Pipeline hearings to be held

The Board of Environmental Protection decided Wednesday that it will conduct hearings and oversee the permitting process for the proposed Maritimes and Northeast Pipeline that will, if approved, carry natural gas between Baileyville on the Canadian border south through Westbrook in southern Maine.

Staffers at the Department of Environmental Protection asked the board to take over jurisdiction of the matter, although such permits may simply be approved by the DEP commissioner.

“This is just the kind of project that makes sense for the board to hear,” BEP Chairman Os Bonsey said in a press release. “When a project covers almost half of the state and we hear real public concerns from Yarmouth to Pownal to Gardiner and beyond, public hearings by the board provide the best way to air all the issues.”

Brooke Barnes, in charge of policy development and implementation for the DEP, said the most controversial issue is the route the pipeline will take.

The line itself will be buried underneath a 50-foot-wide grassy strip that the company will maintain. The state’s concerns deal primarily with construction impacts to waterways and wetlands, he said.

DEP received nearly 30 requests for board review. Requests came from the towns of Pittston, Yarmouth and Litchfield, three state legislators on the committee overseeing the DEP, environmental groups including the Maine Green Party and the Coastal Waters Project, and several residents of Pownal.

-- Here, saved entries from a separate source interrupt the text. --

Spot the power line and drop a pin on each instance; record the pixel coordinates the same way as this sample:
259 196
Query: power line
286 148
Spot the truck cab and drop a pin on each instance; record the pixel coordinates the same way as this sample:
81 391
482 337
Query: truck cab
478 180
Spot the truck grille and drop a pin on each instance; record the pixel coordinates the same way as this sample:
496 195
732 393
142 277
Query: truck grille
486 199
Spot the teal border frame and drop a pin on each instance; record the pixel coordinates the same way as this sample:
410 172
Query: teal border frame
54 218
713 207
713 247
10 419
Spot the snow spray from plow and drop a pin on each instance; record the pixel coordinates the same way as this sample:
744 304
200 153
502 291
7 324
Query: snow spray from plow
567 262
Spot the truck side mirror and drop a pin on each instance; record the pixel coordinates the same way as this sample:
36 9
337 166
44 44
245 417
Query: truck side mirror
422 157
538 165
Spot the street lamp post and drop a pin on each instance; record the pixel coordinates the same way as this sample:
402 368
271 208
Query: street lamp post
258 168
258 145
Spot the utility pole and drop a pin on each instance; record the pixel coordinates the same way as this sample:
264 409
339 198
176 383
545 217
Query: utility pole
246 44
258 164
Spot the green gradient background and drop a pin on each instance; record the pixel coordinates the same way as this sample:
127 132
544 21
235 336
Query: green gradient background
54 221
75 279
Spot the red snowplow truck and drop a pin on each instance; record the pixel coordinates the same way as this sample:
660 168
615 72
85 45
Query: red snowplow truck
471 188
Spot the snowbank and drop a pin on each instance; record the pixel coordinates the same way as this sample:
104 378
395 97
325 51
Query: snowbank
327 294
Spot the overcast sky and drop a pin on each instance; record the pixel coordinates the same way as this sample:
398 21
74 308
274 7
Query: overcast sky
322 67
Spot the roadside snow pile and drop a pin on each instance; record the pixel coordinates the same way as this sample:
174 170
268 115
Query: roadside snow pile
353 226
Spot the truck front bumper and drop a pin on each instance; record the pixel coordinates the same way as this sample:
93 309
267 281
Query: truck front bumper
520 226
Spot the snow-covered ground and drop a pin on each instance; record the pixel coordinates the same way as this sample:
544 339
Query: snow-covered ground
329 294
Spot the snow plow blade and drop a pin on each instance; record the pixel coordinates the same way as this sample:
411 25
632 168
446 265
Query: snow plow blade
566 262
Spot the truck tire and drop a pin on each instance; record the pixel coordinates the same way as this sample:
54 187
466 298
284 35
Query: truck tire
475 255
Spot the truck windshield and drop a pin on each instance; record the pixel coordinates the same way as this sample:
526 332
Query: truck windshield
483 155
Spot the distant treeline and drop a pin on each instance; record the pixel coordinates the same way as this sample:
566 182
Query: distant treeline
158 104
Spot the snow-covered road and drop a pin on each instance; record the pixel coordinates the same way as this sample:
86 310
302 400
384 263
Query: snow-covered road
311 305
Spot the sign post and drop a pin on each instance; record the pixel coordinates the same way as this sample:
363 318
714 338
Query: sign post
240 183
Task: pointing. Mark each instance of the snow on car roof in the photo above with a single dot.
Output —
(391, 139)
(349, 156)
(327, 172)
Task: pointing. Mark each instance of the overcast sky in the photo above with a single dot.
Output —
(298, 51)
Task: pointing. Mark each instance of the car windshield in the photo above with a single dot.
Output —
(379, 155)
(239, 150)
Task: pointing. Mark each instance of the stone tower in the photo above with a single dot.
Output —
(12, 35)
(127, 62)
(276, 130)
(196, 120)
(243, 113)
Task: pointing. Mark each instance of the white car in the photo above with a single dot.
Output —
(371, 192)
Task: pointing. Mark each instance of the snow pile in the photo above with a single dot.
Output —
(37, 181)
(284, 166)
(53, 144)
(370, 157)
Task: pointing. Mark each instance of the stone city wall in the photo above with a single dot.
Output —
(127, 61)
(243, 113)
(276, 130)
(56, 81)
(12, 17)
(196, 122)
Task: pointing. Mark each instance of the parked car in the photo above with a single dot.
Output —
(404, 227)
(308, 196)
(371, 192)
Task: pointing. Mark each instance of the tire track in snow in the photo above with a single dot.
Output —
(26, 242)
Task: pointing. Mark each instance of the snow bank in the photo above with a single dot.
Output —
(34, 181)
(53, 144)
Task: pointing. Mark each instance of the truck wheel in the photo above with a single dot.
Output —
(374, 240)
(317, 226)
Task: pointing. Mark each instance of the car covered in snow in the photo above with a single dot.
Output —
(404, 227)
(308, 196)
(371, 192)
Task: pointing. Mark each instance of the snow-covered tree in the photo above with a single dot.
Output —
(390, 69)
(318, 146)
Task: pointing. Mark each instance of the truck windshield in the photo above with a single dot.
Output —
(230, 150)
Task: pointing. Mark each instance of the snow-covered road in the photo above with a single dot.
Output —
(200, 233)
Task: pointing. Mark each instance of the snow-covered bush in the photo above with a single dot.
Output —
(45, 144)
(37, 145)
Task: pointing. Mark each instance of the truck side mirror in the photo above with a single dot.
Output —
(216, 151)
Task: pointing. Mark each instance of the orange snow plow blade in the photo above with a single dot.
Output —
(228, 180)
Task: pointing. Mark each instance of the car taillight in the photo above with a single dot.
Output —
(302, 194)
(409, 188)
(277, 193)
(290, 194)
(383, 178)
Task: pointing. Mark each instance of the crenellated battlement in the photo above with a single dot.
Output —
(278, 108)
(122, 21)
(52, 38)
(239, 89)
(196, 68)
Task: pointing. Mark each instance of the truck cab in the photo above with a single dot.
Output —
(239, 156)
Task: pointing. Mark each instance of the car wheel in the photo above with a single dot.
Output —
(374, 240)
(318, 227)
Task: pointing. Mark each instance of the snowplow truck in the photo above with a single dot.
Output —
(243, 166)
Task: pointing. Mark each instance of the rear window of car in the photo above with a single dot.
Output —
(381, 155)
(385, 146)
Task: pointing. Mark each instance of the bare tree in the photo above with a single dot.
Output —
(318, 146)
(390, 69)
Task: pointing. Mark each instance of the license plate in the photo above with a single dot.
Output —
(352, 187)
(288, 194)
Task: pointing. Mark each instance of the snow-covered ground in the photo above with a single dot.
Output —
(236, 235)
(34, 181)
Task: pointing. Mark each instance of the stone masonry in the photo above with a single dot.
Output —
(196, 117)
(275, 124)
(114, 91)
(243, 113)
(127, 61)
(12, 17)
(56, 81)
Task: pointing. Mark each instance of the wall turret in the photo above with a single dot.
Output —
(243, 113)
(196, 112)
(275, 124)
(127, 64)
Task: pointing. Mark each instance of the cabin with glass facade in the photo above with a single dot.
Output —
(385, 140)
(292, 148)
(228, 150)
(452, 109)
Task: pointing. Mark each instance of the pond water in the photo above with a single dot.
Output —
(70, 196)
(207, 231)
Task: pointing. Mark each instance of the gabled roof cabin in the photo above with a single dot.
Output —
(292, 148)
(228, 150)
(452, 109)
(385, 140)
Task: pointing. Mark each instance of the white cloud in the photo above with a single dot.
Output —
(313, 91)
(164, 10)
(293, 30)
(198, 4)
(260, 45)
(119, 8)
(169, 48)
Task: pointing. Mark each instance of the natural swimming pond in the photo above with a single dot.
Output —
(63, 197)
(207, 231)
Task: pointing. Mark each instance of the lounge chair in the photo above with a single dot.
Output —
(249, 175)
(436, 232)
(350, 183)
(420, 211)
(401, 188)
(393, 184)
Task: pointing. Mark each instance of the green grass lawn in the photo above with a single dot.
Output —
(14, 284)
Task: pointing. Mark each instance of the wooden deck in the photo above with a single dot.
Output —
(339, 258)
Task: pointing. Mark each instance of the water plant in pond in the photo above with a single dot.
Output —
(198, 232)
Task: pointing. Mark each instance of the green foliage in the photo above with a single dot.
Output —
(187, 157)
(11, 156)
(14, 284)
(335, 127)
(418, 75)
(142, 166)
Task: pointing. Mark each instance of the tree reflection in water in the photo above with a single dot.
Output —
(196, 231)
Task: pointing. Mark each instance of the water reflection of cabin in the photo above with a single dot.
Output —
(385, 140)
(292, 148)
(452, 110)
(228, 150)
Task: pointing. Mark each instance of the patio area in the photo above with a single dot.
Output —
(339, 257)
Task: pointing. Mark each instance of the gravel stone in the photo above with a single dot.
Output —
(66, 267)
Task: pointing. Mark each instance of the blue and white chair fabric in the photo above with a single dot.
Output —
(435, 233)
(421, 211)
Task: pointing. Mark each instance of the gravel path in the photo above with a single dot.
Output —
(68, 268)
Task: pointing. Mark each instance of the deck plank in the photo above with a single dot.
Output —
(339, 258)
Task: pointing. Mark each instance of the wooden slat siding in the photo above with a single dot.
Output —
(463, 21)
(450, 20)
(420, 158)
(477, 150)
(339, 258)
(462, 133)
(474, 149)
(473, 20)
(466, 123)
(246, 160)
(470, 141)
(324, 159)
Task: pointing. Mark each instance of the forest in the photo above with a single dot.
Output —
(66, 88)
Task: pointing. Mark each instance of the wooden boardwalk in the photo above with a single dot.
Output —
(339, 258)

“In Pownal,” wrote resident Stephen Hyde, “we are trying hard not to lose our sense of place. We are trying hard not to have it stolen by those who are either ignorant of what gives our lives meaning or those who simply don’t respect what is of value to us …

“We welcome development that respects our community as the very nursery of our human being, as the nursery of our humanity, as the nursery of what is possible in and through human life as it relates to the wide spectrum of life on this planet. Pownal doesn’t need to become a utility sewer for the sake of `economic development.”‘

Maine statutes allow the board to take on that authority in cases where there is broad geographic scope and considerable public interest — “the idea being that the largest and most controversial projects will be decided by a 10-member board rather than just the commissioner,” Barnes explained.

The pipeline carrying gas from Canada to the Boston area would cross 350 miles in Maine and include branches to serve Woodland, Millinocket, Bucksport, Skowhegan and Cousins Island. The project also is now under analysis by the Federal Energy Regulatory Commission. Barnes said FERC will issue a draft environmental impact statement soon, which will include recommendations about routing of the pipeline.

All voting members of the board favored the action as recommended by DEP staff. Board member Andy Cadot recused himself from all discussions about the project since his company represents a competitor to Maritimes and Northeast.

Parties interested in intervening in the process — which means calling and cross-examining witnesses in legalistic fashion, rather than just commenting on the proposal — must file a request with DEP by Feb. 6. No hearing dates have yet been scheduled, but officials expect those hearings to occur this spring or summer.